A federal magistrate Tuesday ordered the former Bethel police chief to remain in jail pending court action on federal drug and weapons charges, but he set bond for another officer.
Reginald Laverne Roberts, 41, who was suspended last week as police chief of the small Pitt County town, should not be released because he is a threat to public safety and a flight risk, U.S. Magistrate Judge David Daniel ruled. Roberts has been in jail since his arrest last week on charges of conspiracy, distributing crack cocaine and selling a weapon to a felon.
Daniel said Jerome Earl Cox, 31, a police lieutenant who was also suspended, was "slightly less" of a flight risk because of community ties, including his pregnant wife. Daniel said Cox could be released under house arrest and $100,000 bond.
Both men, law officers in Bethel for about five years, were brought to court for a hearing Tuesday in baggy, orange jail jumpsuits.
Assistant U.S. Attorney John H. Bennett argued the men had abused the public trust and had taken part in illegal activities. He said the case includes audio and video surveillance of the men stealing drugs and money in deals with a known felon who was working with investigators.
Bennett characterized Roberts as the instigator. Referring to testimony that Roberts used the nickname "DE MAN" on a personalized license plate, Bennett said that actually "what he was was the thief, crook, drug dealer."

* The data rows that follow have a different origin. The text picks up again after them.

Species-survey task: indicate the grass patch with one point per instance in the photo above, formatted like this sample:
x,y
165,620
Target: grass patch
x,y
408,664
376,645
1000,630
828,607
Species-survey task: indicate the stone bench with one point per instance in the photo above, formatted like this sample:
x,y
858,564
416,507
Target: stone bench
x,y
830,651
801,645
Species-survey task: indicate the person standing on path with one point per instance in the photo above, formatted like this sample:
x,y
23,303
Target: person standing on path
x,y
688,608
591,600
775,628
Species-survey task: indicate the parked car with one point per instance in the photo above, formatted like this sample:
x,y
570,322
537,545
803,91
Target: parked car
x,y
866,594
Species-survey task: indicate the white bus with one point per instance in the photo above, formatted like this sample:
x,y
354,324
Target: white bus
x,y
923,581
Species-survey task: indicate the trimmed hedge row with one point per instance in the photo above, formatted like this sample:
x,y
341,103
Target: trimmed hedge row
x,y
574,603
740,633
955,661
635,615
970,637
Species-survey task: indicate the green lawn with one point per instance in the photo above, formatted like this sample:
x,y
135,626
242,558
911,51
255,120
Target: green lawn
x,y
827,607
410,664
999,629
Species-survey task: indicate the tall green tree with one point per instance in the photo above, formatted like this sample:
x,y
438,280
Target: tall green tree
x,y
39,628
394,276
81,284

Donald E. Cowart, an FBI agent, testified that investigators worked with a cooperating witness, who was not named, after receiving information about possible crimes in the Bethel department. He described two occasions when Roberts sold firearms to felons. He also said that Cox had broken into a storage building and taken money and that both men broke into a truck and took drugs and money.

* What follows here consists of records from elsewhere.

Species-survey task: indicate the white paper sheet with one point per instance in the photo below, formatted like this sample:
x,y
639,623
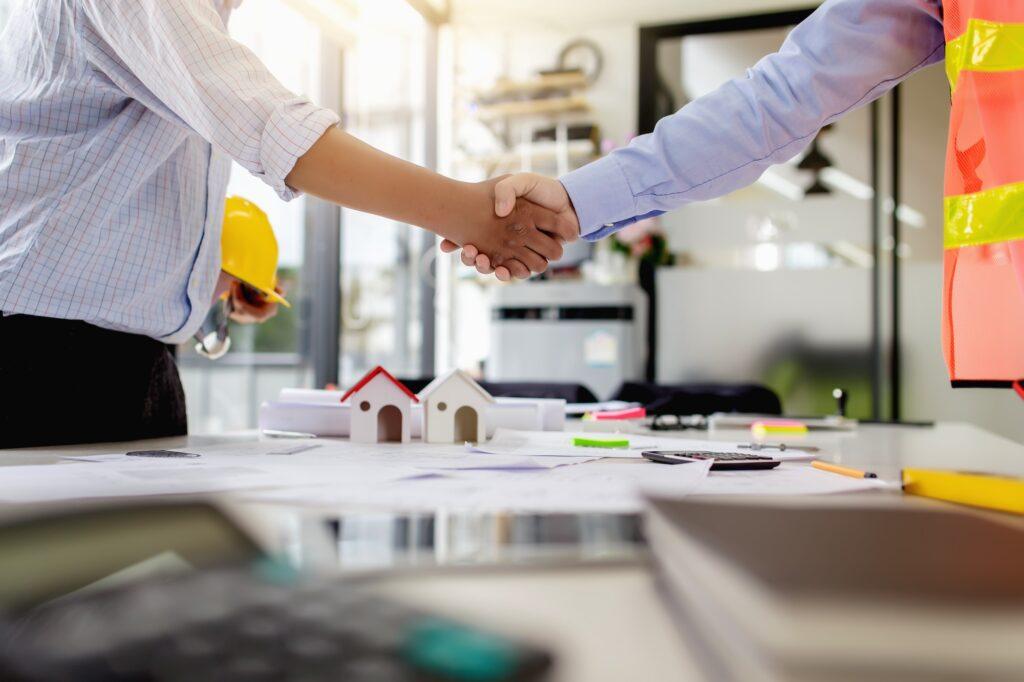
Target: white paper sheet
x,y
301,456
597,486
546,443
787,478
83,480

According to charges, Roberts and Cox gave the cooperating witness a small amount of crack cocaine and $290 from the truck and split another $1,700.

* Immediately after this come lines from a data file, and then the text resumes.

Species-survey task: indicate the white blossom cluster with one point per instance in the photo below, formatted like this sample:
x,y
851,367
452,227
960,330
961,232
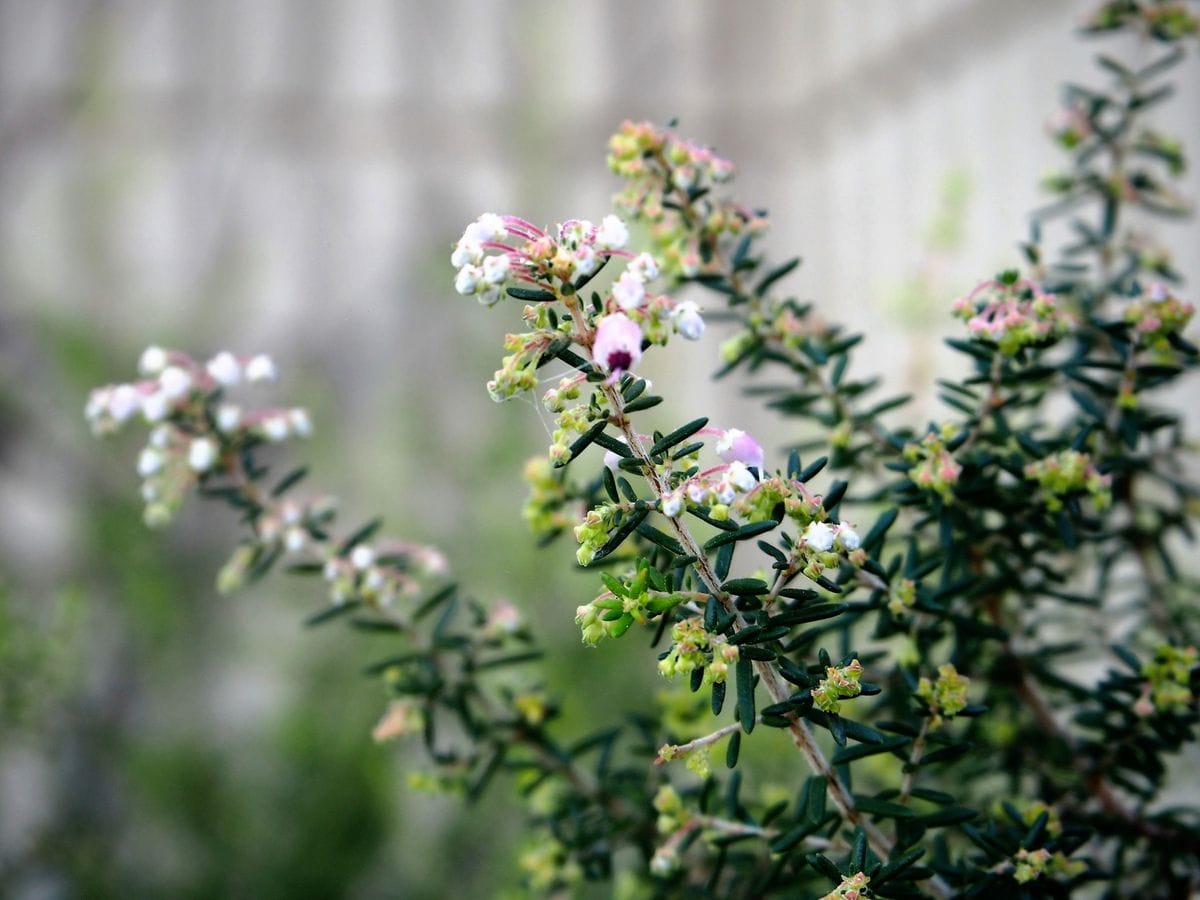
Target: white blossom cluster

Roberts' attorney, federal public defender Tony Martin, argued that the prosecution had relied on an unnamed convicted felon who was paid more than $1,000 by the government. "He was actually making a living off of this," Martin said.
Cox's attorney, Blackwell Stith of New Bern, told Daniel that Cox worked part-time with a Greenville church. He said supporters, many of whom attended the session, would help the family.